The two paintings, “Boy Leading a Horse,” which is at MoMA, and “Le Moulin de la Galette,” which is at the Guggenheim, were both at one time in the collection of Paul Robert Ernst von Mendelssohn-Bartholdy, a German banker and art collector of Jewish descent. When he married his second wife, who was not Jewish, in 1927, he gifted his art collection to her, the complaint claims. In 1934 or 1935, she sold the paintings, along with three other Picassos, to Justin K. Thannhauser, a leading Jewish art dealer in Berlin. Thannhauser sold “Boy Leading a Horse” to an early trustee of MoMA, William S. Paley, in 1936, and Paley gifted it to the museum in 1964. Thannhauser kept “Le Moulin de la Galette” in his collection and in 1963 bequeathed it to the Guggenheim, which fully acquired it after his death in 1976.
The defendant, Julius Schoeps, is the grandson of von Mendelssohn-Bartholdy’s sister, but is no relation to his second wife, Elsa. In March, according to the complaint, he contacted both museums, saying that he was investigating whether the paintings were sold under duress and requesting access to the provenance information. His lawyers were given access to the provenance files, and, on November 1, Mr. Schoeps demanded that the museums hand over the paintings to him.
Mr. Schoeps recently had a similar claim dismissed in both federal court and New York State Supreme Court. In November of last year, he sued the Andrew Lloyd Webber Art Foundation in the Southern District of New York, claiming title to Picasso’s “Portrait of Angel Fernandez de Soto,” which was one of the other five paintings sold by Elsa to Thannheuser. The ALWAF was preparing to sell the painting at Christie’s that week. A federal judge dismissed the claim for lack of jurisdiction, but Christie’s nonetheless withdrew the painting from its sale. At the time, the Historic Claims and Research Director at Art Loss Register, Sarah Jackson, said that the way Mr. Schoeps pursued his action — laying claim to a much-published painting on the eve of a sale — could negatively affect other restitution efforts.
Mr. Schoeps then filed suit in State Supreme Court. On November 21, 2007, the judge dismissed that complaint, saying that Mr. Schoeps had not been appointed the personal representative of von Mendelssohn-Bartholdy’s estate. The ALWAF has instituted an action in Great Britain to defend its ownership of the painting, and Mr. Schoeps has appealed the order of dismissal.
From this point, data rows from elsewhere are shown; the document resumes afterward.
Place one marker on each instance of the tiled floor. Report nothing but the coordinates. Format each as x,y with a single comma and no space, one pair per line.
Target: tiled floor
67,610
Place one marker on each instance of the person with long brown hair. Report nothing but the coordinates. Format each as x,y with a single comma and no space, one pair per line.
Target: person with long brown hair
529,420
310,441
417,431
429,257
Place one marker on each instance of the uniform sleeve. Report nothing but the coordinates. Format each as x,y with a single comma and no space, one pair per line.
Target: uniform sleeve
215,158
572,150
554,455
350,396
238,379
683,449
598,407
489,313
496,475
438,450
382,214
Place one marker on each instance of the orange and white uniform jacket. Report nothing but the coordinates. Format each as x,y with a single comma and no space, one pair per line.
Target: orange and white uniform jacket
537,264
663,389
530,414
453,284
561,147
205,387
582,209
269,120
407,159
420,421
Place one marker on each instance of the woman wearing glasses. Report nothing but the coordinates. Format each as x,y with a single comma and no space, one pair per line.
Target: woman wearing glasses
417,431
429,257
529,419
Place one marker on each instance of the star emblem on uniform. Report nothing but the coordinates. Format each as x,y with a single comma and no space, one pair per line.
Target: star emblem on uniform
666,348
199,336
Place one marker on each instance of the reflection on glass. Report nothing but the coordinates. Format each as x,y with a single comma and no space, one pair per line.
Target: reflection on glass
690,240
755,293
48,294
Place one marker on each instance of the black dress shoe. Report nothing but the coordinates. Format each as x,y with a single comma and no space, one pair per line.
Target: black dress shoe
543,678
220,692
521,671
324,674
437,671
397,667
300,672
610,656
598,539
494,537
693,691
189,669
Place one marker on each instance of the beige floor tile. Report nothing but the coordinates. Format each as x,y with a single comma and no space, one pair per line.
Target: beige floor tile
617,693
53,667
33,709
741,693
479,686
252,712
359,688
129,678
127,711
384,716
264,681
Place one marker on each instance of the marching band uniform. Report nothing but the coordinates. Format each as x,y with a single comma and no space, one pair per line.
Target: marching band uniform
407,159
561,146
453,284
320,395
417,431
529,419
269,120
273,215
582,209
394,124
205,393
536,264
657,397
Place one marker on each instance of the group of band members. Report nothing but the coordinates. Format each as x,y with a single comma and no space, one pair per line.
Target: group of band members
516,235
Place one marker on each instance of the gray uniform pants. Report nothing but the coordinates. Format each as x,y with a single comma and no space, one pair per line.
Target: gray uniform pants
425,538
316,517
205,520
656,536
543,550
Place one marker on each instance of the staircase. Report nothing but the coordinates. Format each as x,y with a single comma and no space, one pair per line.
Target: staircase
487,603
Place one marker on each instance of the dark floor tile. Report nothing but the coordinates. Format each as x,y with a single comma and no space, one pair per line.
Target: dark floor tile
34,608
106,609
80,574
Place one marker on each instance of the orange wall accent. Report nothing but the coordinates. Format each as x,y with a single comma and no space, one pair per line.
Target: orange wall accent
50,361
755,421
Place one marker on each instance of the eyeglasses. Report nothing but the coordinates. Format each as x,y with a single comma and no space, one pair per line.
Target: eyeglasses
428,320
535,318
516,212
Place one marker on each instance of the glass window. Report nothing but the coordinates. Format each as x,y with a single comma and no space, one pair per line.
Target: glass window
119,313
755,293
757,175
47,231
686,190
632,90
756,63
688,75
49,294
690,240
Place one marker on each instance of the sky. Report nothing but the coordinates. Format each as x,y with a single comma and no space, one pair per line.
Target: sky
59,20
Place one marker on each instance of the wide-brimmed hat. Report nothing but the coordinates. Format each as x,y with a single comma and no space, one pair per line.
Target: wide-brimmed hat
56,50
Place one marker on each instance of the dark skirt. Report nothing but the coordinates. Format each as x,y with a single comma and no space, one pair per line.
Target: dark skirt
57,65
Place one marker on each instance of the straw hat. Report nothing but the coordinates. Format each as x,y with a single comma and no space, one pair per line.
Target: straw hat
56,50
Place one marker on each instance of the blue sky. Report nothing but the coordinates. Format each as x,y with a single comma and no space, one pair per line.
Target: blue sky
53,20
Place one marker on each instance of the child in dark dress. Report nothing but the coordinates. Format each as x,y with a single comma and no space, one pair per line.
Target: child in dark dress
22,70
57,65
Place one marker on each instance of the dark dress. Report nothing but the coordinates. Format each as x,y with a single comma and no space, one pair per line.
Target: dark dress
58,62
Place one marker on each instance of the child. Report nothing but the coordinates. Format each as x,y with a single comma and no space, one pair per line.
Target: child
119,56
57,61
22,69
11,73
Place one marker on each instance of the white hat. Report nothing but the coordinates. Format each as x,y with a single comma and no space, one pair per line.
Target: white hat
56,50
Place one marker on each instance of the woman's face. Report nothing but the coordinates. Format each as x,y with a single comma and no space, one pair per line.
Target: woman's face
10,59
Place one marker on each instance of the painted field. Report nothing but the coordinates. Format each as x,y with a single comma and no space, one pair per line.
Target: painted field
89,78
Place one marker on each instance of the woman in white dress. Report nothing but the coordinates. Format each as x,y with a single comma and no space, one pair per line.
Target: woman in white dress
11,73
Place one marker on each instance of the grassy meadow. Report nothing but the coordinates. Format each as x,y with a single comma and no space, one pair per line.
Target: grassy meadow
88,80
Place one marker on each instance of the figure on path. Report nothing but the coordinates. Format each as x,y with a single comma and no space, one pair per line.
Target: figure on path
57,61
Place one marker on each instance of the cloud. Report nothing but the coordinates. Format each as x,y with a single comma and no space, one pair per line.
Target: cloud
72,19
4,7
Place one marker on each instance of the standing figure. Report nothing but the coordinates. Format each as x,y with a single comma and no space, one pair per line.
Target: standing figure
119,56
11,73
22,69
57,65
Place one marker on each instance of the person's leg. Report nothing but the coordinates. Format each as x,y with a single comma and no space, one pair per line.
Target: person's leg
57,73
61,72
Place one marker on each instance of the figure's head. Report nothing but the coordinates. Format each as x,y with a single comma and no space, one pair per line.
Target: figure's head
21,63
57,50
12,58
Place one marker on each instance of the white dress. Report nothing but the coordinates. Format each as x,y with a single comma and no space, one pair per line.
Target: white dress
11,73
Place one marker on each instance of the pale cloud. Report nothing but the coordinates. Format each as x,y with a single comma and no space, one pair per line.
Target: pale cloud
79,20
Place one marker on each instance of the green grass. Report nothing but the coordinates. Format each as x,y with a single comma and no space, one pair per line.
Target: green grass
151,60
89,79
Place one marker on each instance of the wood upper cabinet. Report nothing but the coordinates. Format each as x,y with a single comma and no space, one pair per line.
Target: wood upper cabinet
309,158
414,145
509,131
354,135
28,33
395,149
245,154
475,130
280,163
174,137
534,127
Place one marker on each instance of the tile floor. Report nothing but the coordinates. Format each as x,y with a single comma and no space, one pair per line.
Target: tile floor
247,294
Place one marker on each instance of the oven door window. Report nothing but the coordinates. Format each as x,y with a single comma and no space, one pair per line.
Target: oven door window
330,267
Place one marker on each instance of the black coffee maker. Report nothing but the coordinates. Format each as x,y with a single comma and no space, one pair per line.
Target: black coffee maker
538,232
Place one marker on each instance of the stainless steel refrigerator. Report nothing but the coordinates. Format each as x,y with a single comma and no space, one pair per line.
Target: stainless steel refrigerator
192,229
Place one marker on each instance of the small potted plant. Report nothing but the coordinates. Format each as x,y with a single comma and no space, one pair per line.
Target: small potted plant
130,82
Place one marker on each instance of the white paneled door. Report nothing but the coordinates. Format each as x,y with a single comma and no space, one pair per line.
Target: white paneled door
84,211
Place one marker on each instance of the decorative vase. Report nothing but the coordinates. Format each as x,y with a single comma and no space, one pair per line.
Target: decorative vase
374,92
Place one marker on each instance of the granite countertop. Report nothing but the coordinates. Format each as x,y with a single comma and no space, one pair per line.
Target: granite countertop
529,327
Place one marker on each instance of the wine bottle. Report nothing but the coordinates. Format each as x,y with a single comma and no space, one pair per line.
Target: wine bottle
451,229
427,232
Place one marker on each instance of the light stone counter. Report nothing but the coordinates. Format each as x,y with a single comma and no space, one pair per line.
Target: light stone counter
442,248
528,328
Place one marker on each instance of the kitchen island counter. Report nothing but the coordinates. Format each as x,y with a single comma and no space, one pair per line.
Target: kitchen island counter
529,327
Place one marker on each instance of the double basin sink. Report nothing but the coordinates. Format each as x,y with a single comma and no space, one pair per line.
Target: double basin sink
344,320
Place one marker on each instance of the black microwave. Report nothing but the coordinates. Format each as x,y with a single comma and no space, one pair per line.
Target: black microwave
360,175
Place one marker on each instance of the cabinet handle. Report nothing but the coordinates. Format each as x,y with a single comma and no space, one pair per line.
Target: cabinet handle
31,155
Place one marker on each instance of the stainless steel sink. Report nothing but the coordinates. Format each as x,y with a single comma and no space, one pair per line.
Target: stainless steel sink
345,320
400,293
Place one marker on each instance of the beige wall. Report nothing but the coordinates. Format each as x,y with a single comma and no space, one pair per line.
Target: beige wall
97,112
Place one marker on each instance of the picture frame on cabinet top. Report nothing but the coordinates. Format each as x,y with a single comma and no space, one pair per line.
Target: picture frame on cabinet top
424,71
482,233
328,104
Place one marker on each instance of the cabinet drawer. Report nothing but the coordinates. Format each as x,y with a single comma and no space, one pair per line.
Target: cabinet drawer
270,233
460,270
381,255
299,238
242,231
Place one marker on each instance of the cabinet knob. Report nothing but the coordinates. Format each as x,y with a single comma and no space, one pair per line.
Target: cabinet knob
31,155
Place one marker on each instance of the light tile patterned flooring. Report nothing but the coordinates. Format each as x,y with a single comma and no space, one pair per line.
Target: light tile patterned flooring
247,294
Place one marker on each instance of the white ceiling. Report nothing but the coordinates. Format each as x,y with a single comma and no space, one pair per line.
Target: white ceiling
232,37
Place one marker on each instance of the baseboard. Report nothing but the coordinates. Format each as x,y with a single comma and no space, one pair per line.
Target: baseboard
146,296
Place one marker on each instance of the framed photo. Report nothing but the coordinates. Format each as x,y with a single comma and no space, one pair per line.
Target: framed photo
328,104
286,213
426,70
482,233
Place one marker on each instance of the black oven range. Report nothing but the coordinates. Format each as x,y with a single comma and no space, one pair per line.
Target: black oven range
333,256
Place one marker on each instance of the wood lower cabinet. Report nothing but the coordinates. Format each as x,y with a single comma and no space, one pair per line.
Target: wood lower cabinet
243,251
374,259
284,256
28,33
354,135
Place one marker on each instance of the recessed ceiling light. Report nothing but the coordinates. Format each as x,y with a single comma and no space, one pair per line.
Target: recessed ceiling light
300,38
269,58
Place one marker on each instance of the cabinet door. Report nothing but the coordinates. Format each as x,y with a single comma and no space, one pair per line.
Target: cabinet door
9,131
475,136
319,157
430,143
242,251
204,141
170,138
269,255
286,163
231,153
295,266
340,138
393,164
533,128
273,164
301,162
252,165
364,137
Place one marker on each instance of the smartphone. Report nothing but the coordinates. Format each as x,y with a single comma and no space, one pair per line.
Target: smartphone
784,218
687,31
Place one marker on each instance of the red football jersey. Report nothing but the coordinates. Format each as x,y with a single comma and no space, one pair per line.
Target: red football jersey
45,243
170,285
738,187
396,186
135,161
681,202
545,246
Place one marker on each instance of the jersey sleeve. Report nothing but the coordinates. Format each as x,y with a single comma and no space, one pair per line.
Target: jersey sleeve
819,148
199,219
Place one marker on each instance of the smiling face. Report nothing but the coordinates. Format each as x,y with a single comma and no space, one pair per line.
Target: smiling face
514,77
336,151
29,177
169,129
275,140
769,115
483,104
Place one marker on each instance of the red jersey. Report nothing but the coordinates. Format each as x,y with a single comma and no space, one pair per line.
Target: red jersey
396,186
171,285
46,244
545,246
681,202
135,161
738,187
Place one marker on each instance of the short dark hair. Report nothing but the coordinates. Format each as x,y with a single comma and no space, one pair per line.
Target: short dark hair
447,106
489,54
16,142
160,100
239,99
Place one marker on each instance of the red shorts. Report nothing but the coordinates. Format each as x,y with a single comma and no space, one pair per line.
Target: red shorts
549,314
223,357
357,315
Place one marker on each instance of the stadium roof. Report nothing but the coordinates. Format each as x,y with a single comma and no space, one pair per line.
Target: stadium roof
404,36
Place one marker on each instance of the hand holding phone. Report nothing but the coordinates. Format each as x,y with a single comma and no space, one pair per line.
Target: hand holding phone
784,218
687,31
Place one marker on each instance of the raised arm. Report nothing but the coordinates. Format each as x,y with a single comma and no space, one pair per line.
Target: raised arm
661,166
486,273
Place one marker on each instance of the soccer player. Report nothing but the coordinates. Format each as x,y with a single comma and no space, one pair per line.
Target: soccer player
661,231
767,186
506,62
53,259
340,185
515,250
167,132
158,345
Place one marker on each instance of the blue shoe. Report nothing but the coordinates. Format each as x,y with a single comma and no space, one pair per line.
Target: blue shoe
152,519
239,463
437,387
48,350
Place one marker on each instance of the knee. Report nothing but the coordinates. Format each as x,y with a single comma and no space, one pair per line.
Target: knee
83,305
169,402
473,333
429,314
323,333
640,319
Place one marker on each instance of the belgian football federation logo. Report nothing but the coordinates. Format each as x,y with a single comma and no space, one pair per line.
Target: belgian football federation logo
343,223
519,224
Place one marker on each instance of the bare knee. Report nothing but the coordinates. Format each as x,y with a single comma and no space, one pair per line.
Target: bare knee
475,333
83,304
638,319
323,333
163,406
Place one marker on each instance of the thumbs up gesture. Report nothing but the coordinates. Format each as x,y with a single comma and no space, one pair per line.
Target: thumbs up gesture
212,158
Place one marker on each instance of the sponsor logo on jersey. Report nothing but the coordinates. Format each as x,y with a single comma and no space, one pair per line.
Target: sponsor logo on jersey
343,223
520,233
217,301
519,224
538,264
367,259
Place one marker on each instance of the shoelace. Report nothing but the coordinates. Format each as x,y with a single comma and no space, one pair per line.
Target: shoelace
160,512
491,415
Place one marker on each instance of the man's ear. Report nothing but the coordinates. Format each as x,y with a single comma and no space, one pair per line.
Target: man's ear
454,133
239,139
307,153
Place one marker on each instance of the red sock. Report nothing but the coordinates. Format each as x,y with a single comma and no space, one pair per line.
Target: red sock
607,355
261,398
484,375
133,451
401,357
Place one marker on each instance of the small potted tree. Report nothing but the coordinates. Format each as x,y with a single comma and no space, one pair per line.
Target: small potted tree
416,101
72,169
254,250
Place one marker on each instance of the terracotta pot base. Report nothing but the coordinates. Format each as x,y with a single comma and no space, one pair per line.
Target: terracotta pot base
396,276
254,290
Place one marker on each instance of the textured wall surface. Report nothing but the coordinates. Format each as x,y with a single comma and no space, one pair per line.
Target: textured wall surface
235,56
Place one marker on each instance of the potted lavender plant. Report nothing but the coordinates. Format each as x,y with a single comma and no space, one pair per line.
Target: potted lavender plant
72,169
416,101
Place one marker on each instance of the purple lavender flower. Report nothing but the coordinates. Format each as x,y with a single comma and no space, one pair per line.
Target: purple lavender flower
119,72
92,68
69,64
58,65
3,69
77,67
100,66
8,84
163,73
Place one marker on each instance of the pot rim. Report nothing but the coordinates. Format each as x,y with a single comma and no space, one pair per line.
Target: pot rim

According to the two museums’ complaint, Mr. Schoeps’ claim relies on a presumption established by a 1947 Military Law, that any transfer or relinquishment of property by a persecuted person in Germany between January 30, 1933 and May 8, 1945, was an act of confiscation. The museums’ complaint asserts that the presumption of duress does not apply, because the law is no longer in effect, and adds that, even if there were such a presumption, it would be rebutted by the evidence: namely, that von Mendelssohn-Bartholdy and his wife were able to move paintings around freely within Germany and abroad through 1935, and that they frequently did business with Thannheuser, who was himself Jewish.
MoMA’s director, Glenn Lowry, said, “This is a case where our trustees felt the evidence was so clear, and [there was] a possibility of being tied up in endless and extraordinary costly legal defenses, so it made sense to seek a declaratory judgment and try to avoid an extensive amount of litigation.”
Mr. Schoeps’s attorney, John Byrne, said he had no comment.